Oosthoek Encyclopedie

Oosthoek's Uitgevers Mij. N.V (1916-1925)

Gepubliceerd op 27-08-2021

Daisne

betekenis & definitie

Johan, pseud. van Herman Thiery, Vlaams schrijver, *2.9.1912 Gent. Daisne promoveerde in de economische wetenschappen en is sinds 1945 bibliothecaris te Gent.

Hij vertegenwoordigt de zgn. magisch-realistische richting in de Vlaamse letteren. Daisnes omvangrijke oeuvre is de vrucht van een weelderige en speelse fantasie, een veelzijdige geestelijke belangstelling en een uitzonderlijke virtuositeit. Hij wil kunst scheppen ‘uit en voor het leven’. Op zijn best is Daisne als romanschrijver. Daisnes lyriek getuigt van zijn ontvankelijke natuur. De vorm is niet altijd van een zekere slordigheid vrij te pleiten.

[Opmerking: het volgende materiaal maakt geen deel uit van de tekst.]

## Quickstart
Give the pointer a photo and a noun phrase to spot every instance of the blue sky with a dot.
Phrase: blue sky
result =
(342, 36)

Zijn toneelwerk doet ietwat verstandelijk aan, maar is niettemin opvallend. Daisne schreef ook studies over filmkunst en Russische litteratuur. Samen met M.Coole, P.H.Dubois, L.van Brabant gaf hij van 1937—48 het kleine poëzie-tijdschrift Klaverdrie uit; in 1939 volgde samen met E.Hoornik en J. Schepens Werk. Tevens is hij medeoprichter en redacteur van het Nieuw Vlaams Tijdschrift

Werken: poëzie: Verzen (1935), Breuken herleiden (1936), Afreacties en fundeeringen (1937), Kernamout (1938), Het einde van een zomer (1940), Hermine-uit-de-storm (1944), Drie-hoog-voor (1945), Tale Quale (1945), Ikonakind (1946), Zevenreizenboek, verzamelde gedichten 1937-44 (1945), Het kruid aan de balk (1953), De nacht komt gauw genoeg (1961), De droom is een herinnering aan dat wat nimmer is gebeurd (1965), Ik heb u alles gegeven (1962, bloeml.), De Engelse groetenis (1967); proza: Gojim (1939), Renée (1940), De trap van steen en wolken (1942), Zes domino’s voor vrouwen (1944), De man die zijn haar kort liet knippen (1945), Schimmen om een schemerlamp (1947), Hef eiland in de Stille Zuidzee (1949), Met dertien aan tafel (1950), De vier heilsgeliefden (1955), Lago Maggiore (1957), De neusvleugel der Muze (1959), Hoe schoon was mijn school (1961), Baratzeartea (1962), Als houtwerk aan de kim (1964), Charaban (1965), Reveillon reveillon (1966), Ontmoeting in de zonnekeer (1967); toneel: De charade van advent (1942), De liefde is een schepping van vergoding, Veva, Het zwaard van Tristan, Tine van Berken (1945); studies: De nieuwe dichtersgeneratie in Vlaanderen (1940; met bloemlezing). Van Nitsjevo tot Chorosjo (1948; geschiedenis van de Russische litteratuur met bloemlezing), Filmatiek, of de film als levenskunst (1956), Pierre Benoit of de lof van de roman romanesque (1960), Zien en zijn (1960), Letterkunde en magie (1960), Wat is magisch-realisme (1966), Dictionnaire filmographique de la littérature mondiale (1971).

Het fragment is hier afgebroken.